I've read your other posts. Doesn't exactly sound like a very happy life. 

Why are you still with him?


----------



## btterflykisses (Apr 29, 2016)

He sounds very immature and selfish. By the way you are under no obligation to give him a night anything or in the morning either.


----------



## ABHale (Jan 3, 2016)

KM, sound like he has no respect for you at all in any way, shape or form. It is time to be by yourself again. 

By the way he is acting and treating you I can see why his first wife might have left him as well.
_Posted via Mobile Device_


----------



## mist42 (Jul 6, 2016)

Is he stressed? He might be getting "burnt out"
Burnout Prevention and Recovery: Signs, Symptoms, and Coping Strategies for Mental Exhaustion

The worst part about hitting the "burnt out" is that even simple questions like "what is your phone number?" or "how are you today?" hit the big red overload button. 

Typical signs are forgetting things, making piles and disorganisation beyond normal, and flying of the handle at even simple things - as the person is simply trying to do to many things, trying to organise, then not keeping up. The not keeping up is frustrating, and it makes _everything_ that happens feel like another kick in the head.
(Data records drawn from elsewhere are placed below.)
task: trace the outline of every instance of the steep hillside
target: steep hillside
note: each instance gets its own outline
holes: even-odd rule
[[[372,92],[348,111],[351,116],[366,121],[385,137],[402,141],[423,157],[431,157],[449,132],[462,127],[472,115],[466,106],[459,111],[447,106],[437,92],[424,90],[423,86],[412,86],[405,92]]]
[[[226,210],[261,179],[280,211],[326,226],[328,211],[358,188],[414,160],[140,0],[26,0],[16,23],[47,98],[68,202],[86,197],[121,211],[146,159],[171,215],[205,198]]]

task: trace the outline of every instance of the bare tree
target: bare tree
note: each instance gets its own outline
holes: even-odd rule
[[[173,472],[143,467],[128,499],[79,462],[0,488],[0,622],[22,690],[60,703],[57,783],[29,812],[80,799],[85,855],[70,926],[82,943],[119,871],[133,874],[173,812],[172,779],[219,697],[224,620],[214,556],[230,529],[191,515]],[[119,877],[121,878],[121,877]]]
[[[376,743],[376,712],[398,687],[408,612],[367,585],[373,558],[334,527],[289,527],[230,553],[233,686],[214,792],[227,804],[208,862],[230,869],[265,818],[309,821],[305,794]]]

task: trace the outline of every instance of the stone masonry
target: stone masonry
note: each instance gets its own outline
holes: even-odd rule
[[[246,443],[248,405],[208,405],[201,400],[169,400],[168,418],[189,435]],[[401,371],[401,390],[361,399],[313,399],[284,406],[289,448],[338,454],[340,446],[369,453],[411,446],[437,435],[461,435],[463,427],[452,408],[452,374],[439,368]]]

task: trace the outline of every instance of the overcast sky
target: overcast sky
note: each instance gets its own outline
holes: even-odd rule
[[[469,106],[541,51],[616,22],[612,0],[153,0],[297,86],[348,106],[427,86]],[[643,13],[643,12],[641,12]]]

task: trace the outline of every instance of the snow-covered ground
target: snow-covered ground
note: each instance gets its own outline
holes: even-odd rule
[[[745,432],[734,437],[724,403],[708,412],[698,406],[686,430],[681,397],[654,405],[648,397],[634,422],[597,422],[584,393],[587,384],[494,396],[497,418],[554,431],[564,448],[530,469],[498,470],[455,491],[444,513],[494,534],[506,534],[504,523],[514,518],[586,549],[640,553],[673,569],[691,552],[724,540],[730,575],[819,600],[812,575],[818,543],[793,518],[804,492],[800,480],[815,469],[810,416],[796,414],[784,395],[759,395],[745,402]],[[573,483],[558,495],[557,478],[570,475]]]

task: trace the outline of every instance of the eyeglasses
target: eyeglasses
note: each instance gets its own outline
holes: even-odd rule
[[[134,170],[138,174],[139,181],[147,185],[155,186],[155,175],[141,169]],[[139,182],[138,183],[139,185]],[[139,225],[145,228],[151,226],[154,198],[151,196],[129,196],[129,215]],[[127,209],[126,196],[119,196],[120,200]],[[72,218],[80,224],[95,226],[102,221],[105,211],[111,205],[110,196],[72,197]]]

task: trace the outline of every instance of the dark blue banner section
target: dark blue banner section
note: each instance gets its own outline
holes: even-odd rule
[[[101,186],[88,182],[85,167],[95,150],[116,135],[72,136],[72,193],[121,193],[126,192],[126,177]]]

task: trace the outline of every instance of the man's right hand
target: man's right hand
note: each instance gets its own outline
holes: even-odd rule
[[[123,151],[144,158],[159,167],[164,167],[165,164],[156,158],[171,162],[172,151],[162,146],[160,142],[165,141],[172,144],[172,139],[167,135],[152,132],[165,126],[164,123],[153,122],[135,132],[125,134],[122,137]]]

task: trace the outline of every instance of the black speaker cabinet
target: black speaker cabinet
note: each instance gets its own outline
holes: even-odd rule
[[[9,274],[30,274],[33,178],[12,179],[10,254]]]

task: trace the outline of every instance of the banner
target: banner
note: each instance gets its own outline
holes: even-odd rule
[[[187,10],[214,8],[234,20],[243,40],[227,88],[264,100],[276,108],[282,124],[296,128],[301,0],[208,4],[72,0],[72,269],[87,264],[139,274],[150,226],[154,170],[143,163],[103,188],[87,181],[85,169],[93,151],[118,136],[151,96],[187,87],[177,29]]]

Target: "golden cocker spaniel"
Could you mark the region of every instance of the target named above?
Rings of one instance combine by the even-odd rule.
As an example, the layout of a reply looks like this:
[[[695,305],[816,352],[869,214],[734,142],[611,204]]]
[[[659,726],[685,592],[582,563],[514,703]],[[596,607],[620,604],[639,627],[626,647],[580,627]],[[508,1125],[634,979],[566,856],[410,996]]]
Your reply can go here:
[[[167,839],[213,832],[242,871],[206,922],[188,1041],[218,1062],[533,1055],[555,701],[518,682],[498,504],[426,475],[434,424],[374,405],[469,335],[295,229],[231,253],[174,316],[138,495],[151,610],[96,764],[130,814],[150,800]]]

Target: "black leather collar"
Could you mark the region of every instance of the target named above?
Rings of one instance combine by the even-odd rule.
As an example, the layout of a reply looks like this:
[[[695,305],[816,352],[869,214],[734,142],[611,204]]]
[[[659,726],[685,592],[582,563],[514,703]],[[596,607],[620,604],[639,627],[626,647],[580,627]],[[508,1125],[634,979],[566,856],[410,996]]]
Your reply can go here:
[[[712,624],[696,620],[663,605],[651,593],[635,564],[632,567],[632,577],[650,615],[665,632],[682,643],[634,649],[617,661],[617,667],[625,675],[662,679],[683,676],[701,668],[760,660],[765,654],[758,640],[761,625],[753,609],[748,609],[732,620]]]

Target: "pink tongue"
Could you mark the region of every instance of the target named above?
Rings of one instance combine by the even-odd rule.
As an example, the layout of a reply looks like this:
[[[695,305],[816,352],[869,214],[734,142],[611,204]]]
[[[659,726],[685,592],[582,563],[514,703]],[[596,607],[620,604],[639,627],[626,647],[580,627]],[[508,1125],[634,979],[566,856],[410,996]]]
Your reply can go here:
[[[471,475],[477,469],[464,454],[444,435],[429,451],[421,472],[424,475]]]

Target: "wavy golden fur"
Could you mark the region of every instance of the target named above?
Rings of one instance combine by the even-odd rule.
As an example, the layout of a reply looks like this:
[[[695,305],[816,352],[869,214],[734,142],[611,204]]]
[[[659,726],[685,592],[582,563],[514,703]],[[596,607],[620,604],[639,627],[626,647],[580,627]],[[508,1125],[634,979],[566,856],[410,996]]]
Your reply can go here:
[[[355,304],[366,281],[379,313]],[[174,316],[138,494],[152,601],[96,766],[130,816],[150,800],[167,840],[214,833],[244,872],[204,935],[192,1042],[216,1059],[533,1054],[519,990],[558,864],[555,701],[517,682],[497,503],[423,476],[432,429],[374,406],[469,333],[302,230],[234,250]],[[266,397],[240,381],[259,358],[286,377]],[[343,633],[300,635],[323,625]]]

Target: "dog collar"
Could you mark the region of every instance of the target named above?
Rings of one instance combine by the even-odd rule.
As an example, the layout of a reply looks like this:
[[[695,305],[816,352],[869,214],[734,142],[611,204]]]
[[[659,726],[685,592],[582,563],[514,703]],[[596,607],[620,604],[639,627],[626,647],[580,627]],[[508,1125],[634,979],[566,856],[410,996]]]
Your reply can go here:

So the person tries harder to organise and move forwards but fails, and the stress reduces their ability to cope, and destroys the ability to deal with frustrations gracefully.

Check out the information but it sounds like its him not you. (since work on table is ok at work or in den/workshop but using household table means knowing dinner is going to happen [ie shared space])


----------



## Married27years (Jun 16, 2016)

Why are you "rewarding" his behavior with a nightly BJ? Tell him you aren't in the mood and go take a nice bath by yourself.


----------



## turnera (Jan 22, 2010)

Have you read the book Why Does He Do That? Inside The Minds of Angry and Controlling Men?

Sounds like you're due.


----------



## Unicus (Jun 2, 2016)

Expectations.

You need to clarify them and agree on them. In the absence of that, there's this sense of entitlement.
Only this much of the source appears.